Anonymous_User Absent Member.
Absent Member.
7643 views

"You have attempted to login during a restricted login time"

Hi,

I have used ZCM 10.0.1 DLU policy for Windows XP SP2, but some time after
these users have been created locally (not volatile users), I get the
following message from Windows during login:

"Windows Security Message
You have attempted to login during a restricted login time.
Contact your System Administrator or try again later."

Login to eDirectory with the Novell Client is OK; it is the local created
Windows user that are denied login to Windows itself.
If I delete the local Windows user, and then login again - everything is
fine for a few boots....

Environment:
Client: Windows XP SP2 with all Windows Updates, ZEN Agent 10.0.1, Novell
Client 4.91 SP4 + latest nwgina1 patch.
Server: ZCM 10.0.1 on SLES 10 SP1 back end.

--
Any suggestions?

Regards,
Tor Harald




Labels (2)
0 Likes
48 Replies
Anonymous_User Absent Member.
Absent Member.

Re: "You have attempted to login during a restricted login time"

Tor,

not in an AD domain by any chance?

--

Shaun Pond


0 Likes
Anonymous_User Absent Member.
Absent Member.

Re: "You have attempted to login during a restricted login time"

No - eDirectory 8.7.3.9 on OES Linux v1 🙂

Tor Harald


0 Likes
Anonymous_User Absent Member.
Absent Member.

Re: "You have attempted to login during a restricted login time"

Has novell been able to repliate this issue yet?

It seems to be spreading like wild fire.

And after fighting with it for weeks the only thing I know more is that it
happens on login. Becuase I created a bundle to set the restriction to
/time:all on logout, device boot and user login.

But from the point the client hit's enter on the novell client it gets set.

Typically happens after the user account has been created.

0 Likes
Anonymous_User Absent Member.
Absent Member.

Re: "You have attempted to login during a restricted login time"

Matthew,

no, can't duplicate it yet - all the tests done by folks in this forum
show that it actually happens on logout (if you logout,t hen login as
say administrator, and do a "net user [myuser]" you can see the time's
changed - can you try that?

--

Shaun Pond


0 Likes
Anonymous_User Absent Member.
Absent Member.

Re: "You have attempted to login during a restricted login time"

I am quite sure this happens at login from my testing.

With the machine sitting at the login prompt. I can remote desktop to the
pc and login as admin. Do a net user to see the time is all. Then the
user tries to login from the prompt and they get a time restriction.

I've also tested with a zenowrks bundle. Where, I run the
net user /time:all at boot and at user login and at user logout.
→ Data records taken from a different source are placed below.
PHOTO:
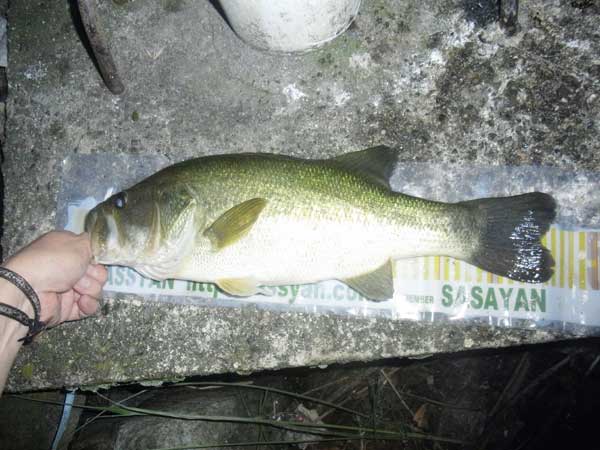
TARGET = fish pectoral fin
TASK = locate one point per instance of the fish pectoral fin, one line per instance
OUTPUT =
(240, 287)
(376, 163)
(235, 223)
(377, 285)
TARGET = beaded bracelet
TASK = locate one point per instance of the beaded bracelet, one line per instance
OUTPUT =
(35, 325)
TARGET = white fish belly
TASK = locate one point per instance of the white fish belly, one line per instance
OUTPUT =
(284, 250)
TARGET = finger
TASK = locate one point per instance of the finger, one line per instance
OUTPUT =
(88, 286)
(98, 272)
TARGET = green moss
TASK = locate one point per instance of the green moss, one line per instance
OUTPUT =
(27, 371)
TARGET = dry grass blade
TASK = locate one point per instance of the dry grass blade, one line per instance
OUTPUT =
(410, 411)
(342, 432)
(277, 391)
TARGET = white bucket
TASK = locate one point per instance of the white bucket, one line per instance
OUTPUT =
(289, 25)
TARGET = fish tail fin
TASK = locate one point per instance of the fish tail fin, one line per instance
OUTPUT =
(510, 232)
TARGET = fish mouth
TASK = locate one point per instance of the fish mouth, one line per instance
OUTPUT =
(97, 226)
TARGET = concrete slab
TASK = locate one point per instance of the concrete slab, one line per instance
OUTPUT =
(437, 80)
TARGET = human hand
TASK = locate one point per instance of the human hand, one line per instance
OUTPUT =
(58, 266)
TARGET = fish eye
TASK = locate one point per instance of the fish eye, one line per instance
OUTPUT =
(120, 200)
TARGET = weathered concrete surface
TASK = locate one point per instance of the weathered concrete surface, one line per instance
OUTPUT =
(135, 341)
(437, 80)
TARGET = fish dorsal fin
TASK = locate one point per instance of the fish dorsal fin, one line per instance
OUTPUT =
(376, 163)
(235, 223)
(377, 285)
(240, 287)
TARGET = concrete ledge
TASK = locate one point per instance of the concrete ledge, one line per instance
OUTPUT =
(155, 342)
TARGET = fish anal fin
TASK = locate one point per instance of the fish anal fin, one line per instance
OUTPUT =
(239, 287)
(235, 223)
(377, 285)
(376, 163)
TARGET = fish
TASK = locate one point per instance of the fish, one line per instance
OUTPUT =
(252, 220)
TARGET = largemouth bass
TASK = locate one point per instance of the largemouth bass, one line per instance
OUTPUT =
(250, 220)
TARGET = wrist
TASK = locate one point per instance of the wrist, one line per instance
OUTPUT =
(15, 265)
(10, 329)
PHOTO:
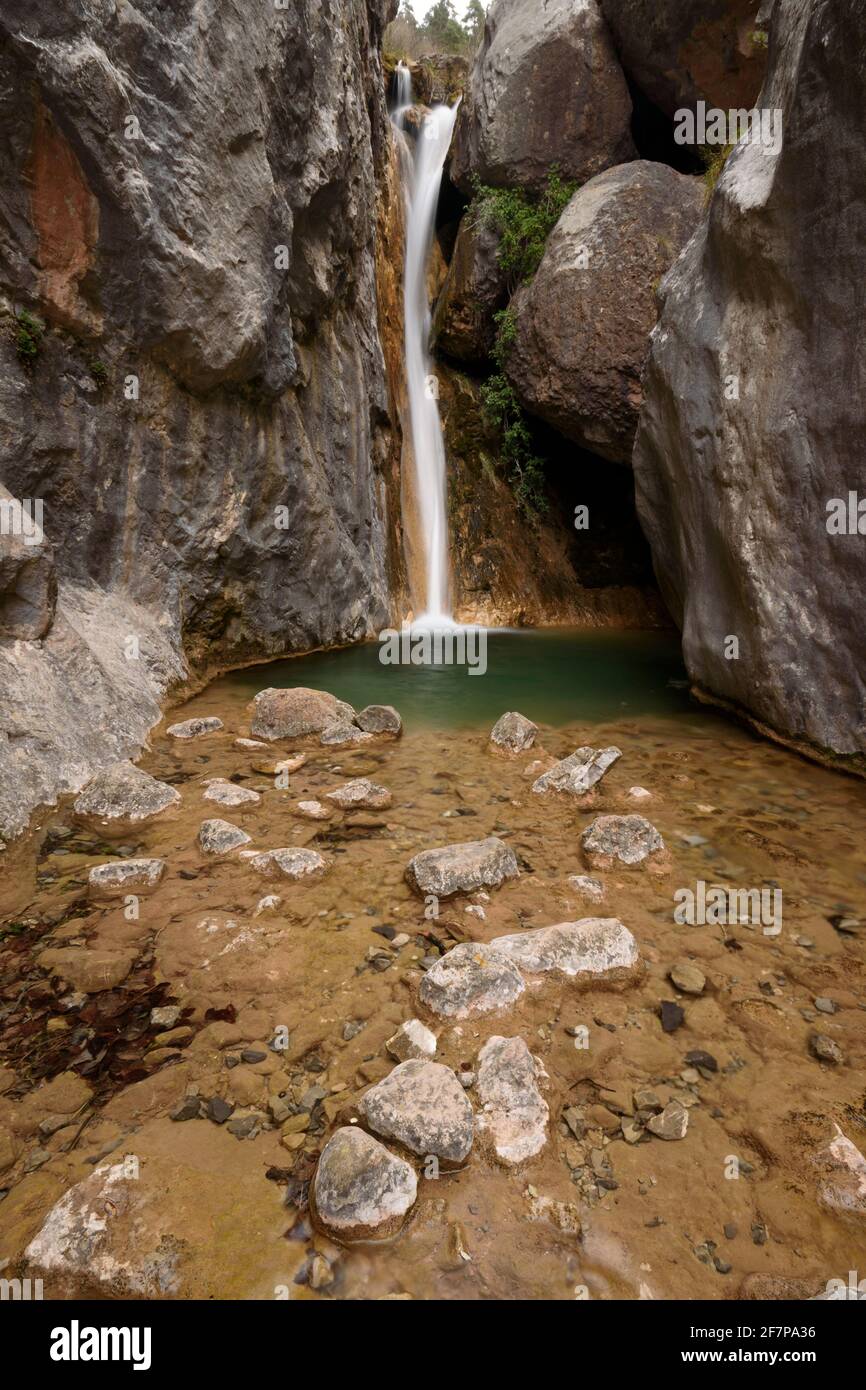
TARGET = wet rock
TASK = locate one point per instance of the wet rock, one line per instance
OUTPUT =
(590, 888)
(423, 1107)
(597, 948)
(672, 1123)
(577, 773)
(474, 291)
(513, 1112)
(673, 1016)
(195, 727)
(545, 91)
(312, 811)
(228, 794)
(824, 1048)
(478, 863)
(470, 979)
(513, 733)
(412, 1040)
(585, 319)
(687, 977)
(121, 798)
(360, 794)
(296, 713)
(287, 863)
(843, 1166)
(360, 1189)
(220, 837)
(136, 876)
(380, 719)
(342, 733)
(86, 969)
(626, 840)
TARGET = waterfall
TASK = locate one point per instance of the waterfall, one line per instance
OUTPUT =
(421, 185)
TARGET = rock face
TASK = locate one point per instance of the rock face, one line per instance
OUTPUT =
(191, 211)
(584, 321)
(470, 979)
(296, 713)
(515, 1114)
(123, 798)
(680, 52)
(474, 289)
(578, 773)
(754, 477)
(546, 89)
(478, 863)
(360, 1189)
(423, 1107)
(595, 948)
(627, 840)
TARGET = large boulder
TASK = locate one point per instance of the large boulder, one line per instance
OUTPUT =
(298, 712)
(423, 1107)
(474, 289)
(752, 413)
(546, 89)
(595, 948)
(123, 798)
(360, 1189)
(680, 52)
(584, 321)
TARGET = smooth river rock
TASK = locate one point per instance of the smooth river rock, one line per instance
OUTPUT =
(545, 89)
(423, 1107)
(360, 1189)
(626, 840)
(477, 863)
(123, 797)
(578, 773)
(296, 713)
(598, 948)
(513, 1114)
(135, 876)
(470, 979)
(513, 733)
(584, 321)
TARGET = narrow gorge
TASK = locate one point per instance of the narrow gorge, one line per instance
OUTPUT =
(433, 685)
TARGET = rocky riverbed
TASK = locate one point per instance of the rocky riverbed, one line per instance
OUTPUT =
(316, 1005)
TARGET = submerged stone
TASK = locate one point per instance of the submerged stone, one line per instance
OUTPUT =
(360, 1189)
(478, 863)
(471, 979)
(423, 1107)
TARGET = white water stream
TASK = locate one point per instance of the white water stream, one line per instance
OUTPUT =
(421, 188)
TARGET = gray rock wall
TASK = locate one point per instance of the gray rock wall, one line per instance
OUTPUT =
(154, 161)
(769, 302)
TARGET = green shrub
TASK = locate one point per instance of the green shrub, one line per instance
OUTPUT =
(29, 332)
(523, 221)
(713, 159)
(524, 469)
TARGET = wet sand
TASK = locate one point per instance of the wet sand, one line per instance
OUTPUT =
(733, 811)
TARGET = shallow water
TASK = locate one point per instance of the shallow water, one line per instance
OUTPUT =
(731, 809)
(552, 677)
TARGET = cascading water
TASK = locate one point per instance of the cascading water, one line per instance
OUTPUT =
(421, 182)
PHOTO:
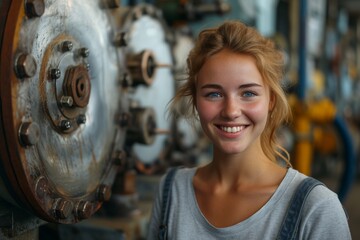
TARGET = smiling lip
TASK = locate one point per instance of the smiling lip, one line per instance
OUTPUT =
(232, 129)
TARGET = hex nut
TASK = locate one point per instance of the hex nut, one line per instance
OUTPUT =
(25, 66)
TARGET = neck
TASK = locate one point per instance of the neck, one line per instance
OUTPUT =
(242, 169)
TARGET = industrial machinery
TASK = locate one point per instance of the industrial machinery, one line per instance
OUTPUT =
(65, 81)
(84, 88)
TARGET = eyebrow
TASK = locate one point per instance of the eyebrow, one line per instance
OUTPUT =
(216, 86)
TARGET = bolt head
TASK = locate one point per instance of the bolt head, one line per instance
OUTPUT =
(67, 46)
(63, 208)
(25, 66)
(104, 193)
(29, 133)
(84, 52)
(81, 119)
(65, 125)
(67, 101)
(34, 8)
(55, 73)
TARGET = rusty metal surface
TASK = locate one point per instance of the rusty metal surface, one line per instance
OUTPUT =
(145, 30)
(60, 100)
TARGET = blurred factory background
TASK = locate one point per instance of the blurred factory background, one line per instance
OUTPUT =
(84, 86)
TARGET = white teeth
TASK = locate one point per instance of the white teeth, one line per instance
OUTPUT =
(232, 129)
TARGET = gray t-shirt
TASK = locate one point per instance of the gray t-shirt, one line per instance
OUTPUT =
(323, 216)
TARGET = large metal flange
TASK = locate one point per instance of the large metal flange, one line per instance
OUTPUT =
(66, 83)
(59, 103)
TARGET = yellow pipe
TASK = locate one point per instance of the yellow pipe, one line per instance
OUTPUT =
(303, 147)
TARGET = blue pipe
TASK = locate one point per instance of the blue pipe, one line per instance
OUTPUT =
(350, 160)
(302, 46)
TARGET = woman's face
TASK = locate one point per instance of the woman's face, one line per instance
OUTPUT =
(232, 101)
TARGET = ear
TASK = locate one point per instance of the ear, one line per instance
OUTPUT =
(272, 101)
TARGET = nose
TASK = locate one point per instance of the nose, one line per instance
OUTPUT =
(231, 109)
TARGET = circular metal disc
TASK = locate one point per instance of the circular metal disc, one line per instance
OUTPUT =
(57, 146)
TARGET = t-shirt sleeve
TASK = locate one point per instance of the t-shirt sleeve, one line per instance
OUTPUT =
(324, 217)
(153, 228)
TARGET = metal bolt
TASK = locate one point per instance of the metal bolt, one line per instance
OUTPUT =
(25, 66)
(113, 3)
(63, 208)
(84, 52)
(120, 158)
(124, 119)
(34, 8)
(67, 101)
(29, 133)
(41, 187)
(121, 39)
(65, 124)
(84, 209)
(81, 119)
(126, 82)
(104, 193)
(66, 46)
(55, 73)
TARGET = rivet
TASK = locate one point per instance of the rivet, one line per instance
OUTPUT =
(84, 52)
(29, 133)
(63, 208)
(84, 209)
(81, 119)
(34, 8)
(66, 46)
(41, 187)
(104, 193)
(121, 39)
(25, 66)
(55, 73)
(67, 101)
(119, 158)
(65, 125)
(124, 119)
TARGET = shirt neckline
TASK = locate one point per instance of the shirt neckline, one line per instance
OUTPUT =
(268, 206)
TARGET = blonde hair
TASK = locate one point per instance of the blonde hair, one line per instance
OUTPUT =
(239, 38)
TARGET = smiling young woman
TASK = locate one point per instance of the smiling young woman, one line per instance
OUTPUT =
(234, 88)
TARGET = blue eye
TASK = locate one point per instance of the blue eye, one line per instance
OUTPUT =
(249, 94)
(214, 95)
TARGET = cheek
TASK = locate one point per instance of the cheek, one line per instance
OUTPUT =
(258, 112)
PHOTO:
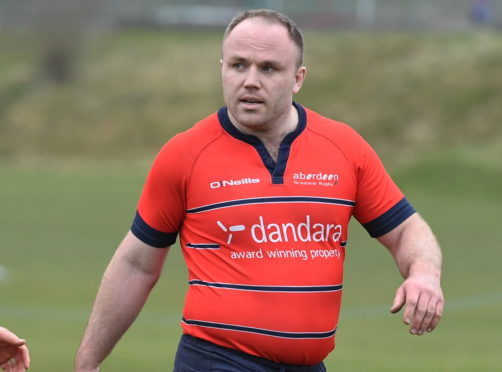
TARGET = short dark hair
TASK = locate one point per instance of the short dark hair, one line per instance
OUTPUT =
(271, 16)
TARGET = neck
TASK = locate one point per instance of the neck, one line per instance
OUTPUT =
(273, 135)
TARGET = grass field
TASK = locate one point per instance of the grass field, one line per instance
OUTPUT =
(73, 158)
(60, 227)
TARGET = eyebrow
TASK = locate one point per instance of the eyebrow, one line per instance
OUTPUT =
(233, 59)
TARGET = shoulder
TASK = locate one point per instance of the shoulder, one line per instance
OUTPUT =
(190, 143)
So, in my testing the bundle works in that if a user is locked out. I can
force the bundle to run. If I rdp into the box and check the restriction
it has been cleared. But as soon as they login they are time restricted
again.

I've also determined this to be user specific. So, if I go to a machine
where the user has this problem, I can login 30 to 40 times as another
user. But, after I delete the local problem user and thier profile
they will be able to login 2 maybe 3 times before the
restriction is set.

Furthermore, if that user goes to a new pc, the problem follows them. But
here's what I just figured out, if I rename the user in edirectory then
the user is fixed. I can then login to the same machine 20 times without
a problem. If I rename them back they are broken in 2 to 3 logins. I
orginally though maybe the user had some bad attirbutes or somthing but
then you would expect this issue even with a rename.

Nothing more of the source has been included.